Lira ficou em pé por um tempo enquanto o irmão pegava no sono e Baltazar tirava seus itens valiosos de sua capanga, o homem os pôs em certos lugares da casa, nas mais necessárias.
O edifício tinha duas áreas, cozinha e sala, e duas entradas, a da porta da frente e uma janela coberta por um pano, Lira sempre deixava seu olhar vagar por ali. Onde o vento fresco batia e dava uma pequena visão do que se passava pela janela.
Para tranquilizá-la, Baltazar colocou seu manto em cima do pano para proteger ainda mais a visão de Lira pro lado de fora e a dos espíritos pro lado de dentro, e assim a escuridão do tecido tomou conta ainda mais da casa.
— Para que isso?
— Para não ficar olhando a noite toda e não conseguir dormir.
Baltazar foi até ela e tirou de seu dedo um anel que nunca saiu de seu dedo tão facilmente como agora, Lira seguiu o olhar, ela sempre teve curiosidade sobre aquela joia de pedra roxa e refinada que via o pai sempre usando. Quando era mais nova já havia pedido inconsequentemente algumas vezes, e sempre recebia a mesma resposta, não.
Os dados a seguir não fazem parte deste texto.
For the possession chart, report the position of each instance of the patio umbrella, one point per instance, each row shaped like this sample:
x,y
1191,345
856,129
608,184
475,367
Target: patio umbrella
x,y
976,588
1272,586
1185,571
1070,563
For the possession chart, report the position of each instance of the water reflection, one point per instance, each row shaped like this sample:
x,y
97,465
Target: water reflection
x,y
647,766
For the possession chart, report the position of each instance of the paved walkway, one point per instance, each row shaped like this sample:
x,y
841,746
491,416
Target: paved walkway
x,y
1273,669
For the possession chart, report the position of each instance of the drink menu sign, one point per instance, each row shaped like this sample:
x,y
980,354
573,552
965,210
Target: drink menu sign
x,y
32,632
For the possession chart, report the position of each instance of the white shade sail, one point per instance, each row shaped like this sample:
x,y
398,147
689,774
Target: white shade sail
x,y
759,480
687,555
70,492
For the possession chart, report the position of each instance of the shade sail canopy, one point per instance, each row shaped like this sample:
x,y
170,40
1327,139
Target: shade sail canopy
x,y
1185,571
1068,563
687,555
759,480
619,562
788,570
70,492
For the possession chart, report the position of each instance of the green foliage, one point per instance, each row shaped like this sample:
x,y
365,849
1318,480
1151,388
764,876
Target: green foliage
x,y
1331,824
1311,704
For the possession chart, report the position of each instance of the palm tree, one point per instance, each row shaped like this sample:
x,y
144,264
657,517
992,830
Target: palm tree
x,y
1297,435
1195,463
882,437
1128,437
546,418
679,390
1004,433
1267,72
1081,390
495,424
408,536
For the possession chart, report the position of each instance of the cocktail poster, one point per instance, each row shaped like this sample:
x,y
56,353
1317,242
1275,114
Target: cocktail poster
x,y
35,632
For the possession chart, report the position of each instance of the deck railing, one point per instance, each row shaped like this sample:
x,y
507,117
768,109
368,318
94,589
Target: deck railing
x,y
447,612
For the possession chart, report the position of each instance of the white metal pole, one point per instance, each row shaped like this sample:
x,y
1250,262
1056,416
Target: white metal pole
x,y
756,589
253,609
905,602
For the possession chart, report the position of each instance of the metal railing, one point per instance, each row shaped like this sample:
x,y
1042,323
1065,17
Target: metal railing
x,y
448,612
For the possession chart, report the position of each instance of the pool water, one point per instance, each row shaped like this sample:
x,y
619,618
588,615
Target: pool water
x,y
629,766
Com o tempo ela entendeu que era um objeto valioso para o pai e que não deveria tomar.
— Fique com ele por essa noite?
— Porque?
— Para te proteger. — era uma resposta vaga e precisa.
Lira balançou a cabeça sem entender.
— Um anel vai me proteger?
Ele abriu um sorriso.
— Não é qualquer anel. Se deite também, pode abraçar Menel se sentir medo.
— Eca, é mais fácil ele me abraçar. — ela repudiou a ideia. — e o senhor?
— Ficarei de guarda na porta, alguém precisa estar na ativa.
— Mas é preciso descansar!
— Você precisa!
Lira queria retrucar, mas Baltazar se virou, sinalizando que a conversa já havia terminado entre eles, então ela apertou o anel fortemente e não fez mais perguntas como de costume, talvez fosse o cansaço da viagem, do que acontecia ou talvez até dos segredos do pai.
No entanto, de onde estava Baltazar esperava que em outro momento ela viesse atrás de novas respostas.
A menina colocou a joia grande no dedo polegar, era o único que cabia e se deitou ao lado do irmão. Tremendo de medo. Por mais que dissesse que não iria abraçá-lo, agarrou o mais pequeno pela cintura e fez como se estivessem em um casulo. Usando seu corpo para protegê-lo de qualquer mal que vinhesse, os lábios do pai se curvaram e após ficar algum tempo admirando se sentou na porta trancada pelo seu peso, um punhal estava na sua cintura, e um livro nas mãos, durante a noite ele se perdeu no conteúdo das folhas.